Singapore-headquartered ship design firm SeaTech Solutions, the designer for Singapore's first liquefied natural gas (LNG) powered dual fuel bunkering vessel, believes the republic will be seeing more LNG fuelled ships ordered before the end of 2018.
“We are working with different clients on several projects including smaller LNG carriers and should close these before end of the year,” Prabjot Singh Chopra, VP Technology at SeaTech tells Manifold Times.
Chopra, meanwhile, says many Singapore bunkering operators are still at a wait-and-see stage due to the extremely high incremental costs of ordering LNG dual fuel capable bunkering tankers.
“Everybody is waiting to confirm the availability and pricing of Low Sulphur fuels,” he notes.
“The biggest challenge is to reduce CAPEX and let owners see better returns on investment (ROI) as dual fuelled vessels present high incremental costs. The dual fuelled bunkering tanker may not fetch higher charter rates, and the only cost savings would be due to lower LNG prices.”
According to Chopra, building a LNG dual fuel vessel that can burn either LNG or marine gas oil (MGO) is between 20 to 25% more expensive compared to a similar vessel purely fuelled by LNG, due to the higher cost of the more expensive dual fuel engines.
However, a dual fuel engine offers flexibility and lower risk as availability and pricing of LNG are still not stable and expected to increase coming 2020. In such a case, the owner may choose to use MGO as a fuel if the price of LNG becomes too high.
The unpredictable LNG price, however, have not deterred some Singapore operators from exploring options for a LNG bunkering vessel capable of delivering LNG as a marine fuel to other dual fuel or pure gas fuel vessels.
“We are currently designing a range of smaller LNG bunkering vessels. The cost to build LNG tankers is high and we are working closely with the LNG system suppliers to integrate and optimise the design for a cost effective solution,” says Chopra.
“For example, building a 7,500 m3 pure LNG bunkering vessel in China will cost in region of USD$35 million,” shares Chopra.
The LNG cargo tanks of a pure LNG bunkering vessel may take up as much as 60% of the total cost of the vessel, he adds.
“We are looking at the same 7,500 m3 newbuild to our design below USD$30 million.

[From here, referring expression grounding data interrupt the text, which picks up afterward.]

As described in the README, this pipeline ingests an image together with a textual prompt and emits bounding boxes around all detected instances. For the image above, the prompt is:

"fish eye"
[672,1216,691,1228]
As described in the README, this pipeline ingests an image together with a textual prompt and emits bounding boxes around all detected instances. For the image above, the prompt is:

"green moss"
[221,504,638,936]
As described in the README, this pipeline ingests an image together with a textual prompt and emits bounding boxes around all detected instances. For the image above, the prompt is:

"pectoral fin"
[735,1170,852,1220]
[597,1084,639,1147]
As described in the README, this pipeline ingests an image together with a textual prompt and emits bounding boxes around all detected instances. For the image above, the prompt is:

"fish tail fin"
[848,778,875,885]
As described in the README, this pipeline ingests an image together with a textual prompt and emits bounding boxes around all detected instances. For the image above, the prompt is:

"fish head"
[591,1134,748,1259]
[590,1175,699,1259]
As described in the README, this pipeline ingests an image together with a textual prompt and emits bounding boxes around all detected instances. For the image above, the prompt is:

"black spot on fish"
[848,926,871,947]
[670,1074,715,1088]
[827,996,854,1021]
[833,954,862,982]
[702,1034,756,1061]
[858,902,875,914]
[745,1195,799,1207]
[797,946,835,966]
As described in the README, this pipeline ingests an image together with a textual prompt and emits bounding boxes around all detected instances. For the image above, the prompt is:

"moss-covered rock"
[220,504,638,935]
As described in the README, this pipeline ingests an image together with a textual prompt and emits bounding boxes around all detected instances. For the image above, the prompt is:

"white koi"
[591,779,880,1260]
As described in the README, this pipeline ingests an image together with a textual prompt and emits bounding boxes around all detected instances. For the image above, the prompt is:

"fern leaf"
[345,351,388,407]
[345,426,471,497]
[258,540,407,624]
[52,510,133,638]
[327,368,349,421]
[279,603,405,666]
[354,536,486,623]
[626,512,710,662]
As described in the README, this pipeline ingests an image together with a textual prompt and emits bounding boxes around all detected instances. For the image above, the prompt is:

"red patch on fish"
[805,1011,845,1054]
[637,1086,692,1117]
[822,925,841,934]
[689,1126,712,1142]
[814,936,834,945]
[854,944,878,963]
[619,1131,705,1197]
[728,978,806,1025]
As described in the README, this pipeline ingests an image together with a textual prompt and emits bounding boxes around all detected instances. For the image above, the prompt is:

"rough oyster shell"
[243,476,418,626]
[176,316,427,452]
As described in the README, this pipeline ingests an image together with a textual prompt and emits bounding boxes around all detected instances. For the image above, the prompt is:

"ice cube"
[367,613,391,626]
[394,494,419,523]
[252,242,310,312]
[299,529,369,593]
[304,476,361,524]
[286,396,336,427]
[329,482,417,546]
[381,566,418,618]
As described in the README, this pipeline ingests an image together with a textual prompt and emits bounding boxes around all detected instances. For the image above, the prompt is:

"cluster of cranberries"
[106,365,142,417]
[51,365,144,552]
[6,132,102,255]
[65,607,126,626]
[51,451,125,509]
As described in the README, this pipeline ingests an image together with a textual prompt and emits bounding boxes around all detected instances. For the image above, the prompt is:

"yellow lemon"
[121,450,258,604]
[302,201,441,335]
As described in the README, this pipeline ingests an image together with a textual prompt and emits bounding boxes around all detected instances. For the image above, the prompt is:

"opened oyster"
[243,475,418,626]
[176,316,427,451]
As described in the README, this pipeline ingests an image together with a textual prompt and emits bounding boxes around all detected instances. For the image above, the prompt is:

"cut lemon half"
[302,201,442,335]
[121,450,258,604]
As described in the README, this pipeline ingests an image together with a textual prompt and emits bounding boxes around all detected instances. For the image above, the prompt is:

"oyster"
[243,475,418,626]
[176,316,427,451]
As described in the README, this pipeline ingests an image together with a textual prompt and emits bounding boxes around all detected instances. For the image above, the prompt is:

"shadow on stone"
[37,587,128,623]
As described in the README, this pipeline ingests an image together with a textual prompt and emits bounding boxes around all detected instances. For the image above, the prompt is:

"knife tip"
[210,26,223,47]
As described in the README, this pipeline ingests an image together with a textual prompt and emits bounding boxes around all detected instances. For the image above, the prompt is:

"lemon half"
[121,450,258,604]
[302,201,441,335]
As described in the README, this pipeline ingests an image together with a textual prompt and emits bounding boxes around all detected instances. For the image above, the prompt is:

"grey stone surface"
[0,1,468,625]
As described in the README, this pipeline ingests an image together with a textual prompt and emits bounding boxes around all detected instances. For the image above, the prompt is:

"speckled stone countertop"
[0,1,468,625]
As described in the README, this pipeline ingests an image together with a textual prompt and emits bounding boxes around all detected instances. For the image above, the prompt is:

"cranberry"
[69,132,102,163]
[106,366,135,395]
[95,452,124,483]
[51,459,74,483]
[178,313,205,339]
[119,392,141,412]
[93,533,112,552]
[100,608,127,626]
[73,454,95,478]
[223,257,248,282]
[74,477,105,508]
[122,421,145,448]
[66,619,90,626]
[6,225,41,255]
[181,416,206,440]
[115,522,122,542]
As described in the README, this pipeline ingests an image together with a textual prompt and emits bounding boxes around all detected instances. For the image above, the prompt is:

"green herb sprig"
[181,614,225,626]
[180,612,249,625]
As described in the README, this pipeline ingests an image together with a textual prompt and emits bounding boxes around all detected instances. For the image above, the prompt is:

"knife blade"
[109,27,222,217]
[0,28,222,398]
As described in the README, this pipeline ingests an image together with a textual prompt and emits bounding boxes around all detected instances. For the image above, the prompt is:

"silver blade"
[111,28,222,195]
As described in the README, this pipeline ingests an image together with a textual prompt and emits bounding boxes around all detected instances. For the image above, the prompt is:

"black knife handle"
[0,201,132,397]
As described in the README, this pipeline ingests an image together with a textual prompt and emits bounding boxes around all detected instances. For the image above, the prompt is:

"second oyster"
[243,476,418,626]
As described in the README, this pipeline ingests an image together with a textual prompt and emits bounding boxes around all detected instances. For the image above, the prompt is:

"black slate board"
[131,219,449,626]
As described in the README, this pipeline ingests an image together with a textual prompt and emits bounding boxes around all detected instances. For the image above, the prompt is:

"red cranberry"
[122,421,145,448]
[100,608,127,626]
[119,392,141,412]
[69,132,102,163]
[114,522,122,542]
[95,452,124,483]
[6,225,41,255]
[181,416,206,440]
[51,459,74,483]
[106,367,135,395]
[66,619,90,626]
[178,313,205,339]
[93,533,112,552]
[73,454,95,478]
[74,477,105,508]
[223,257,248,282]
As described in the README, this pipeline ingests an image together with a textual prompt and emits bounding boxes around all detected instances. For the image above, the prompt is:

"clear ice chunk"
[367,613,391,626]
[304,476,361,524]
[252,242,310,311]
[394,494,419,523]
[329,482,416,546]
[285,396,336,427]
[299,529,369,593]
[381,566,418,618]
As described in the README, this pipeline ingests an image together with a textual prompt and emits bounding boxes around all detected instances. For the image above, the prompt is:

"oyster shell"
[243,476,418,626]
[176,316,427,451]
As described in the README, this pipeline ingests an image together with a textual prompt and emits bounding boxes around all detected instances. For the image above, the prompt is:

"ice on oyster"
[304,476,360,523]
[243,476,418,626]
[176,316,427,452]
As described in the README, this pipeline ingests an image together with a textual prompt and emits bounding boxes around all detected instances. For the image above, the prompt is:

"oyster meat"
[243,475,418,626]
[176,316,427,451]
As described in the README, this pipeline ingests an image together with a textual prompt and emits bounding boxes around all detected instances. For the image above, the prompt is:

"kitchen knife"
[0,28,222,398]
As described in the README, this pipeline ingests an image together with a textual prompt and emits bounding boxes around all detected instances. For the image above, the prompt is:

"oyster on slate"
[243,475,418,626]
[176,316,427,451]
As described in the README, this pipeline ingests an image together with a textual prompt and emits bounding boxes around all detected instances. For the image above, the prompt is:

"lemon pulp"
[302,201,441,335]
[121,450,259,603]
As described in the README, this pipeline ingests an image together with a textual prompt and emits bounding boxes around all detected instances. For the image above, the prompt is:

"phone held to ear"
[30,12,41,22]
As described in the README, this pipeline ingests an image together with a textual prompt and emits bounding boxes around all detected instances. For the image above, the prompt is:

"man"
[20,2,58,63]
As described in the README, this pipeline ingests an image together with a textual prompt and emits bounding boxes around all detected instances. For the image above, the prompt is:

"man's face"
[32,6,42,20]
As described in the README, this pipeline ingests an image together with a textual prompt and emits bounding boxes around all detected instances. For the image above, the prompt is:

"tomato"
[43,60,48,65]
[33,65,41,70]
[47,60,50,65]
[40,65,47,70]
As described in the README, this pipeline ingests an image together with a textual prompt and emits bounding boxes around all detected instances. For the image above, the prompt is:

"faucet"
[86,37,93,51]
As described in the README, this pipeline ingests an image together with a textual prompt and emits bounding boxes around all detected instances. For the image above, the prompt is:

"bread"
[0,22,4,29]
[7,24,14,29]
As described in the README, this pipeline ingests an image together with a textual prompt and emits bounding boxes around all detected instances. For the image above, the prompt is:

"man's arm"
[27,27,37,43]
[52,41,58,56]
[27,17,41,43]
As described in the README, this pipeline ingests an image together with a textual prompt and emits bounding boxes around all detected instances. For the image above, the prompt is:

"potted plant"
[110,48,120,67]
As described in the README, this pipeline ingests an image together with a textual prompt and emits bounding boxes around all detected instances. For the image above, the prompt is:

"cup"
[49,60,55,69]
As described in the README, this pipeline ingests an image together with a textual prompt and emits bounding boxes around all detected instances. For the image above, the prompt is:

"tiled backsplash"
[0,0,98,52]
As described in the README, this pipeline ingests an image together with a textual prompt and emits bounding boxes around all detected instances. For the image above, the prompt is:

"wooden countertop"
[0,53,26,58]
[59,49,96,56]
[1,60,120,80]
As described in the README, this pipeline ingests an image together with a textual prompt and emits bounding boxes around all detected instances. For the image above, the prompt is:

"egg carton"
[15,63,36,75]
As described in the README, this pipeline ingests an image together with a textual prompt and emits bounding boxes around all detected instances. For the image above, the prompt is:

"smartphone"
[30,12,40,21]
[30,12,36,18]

“The 7,500 m3 capacity LNG bunkering vessel will be adequate to deliver LNG to LNG fuelled bunker tankers, tugboats and other small and medium sized LNG fuelled vessels bunkering in Singapore.
“In comparison, the mega LNG-fuelled container vessels would require LNG bunker tankers with capacity of 15,000 to 20,000 m3. This requires a huge investment and a very high risk for any local bunker tanker owner to build a large LNG bunkering tanker without a guaranteed demand. In addition to the high investment and low ROI, the insufficient current demand for LNG bunkers is the second challenge.”
SeaTech Solutions is a vessel design specialist with more than 400 designs built and sailing worldwide. The company designed the world’s first deep sea mining vessel. In addition to Singapore, the firm has offices in China, India, Myanmar, Thailand, Japan, Vietnam, Malaysia and Korea.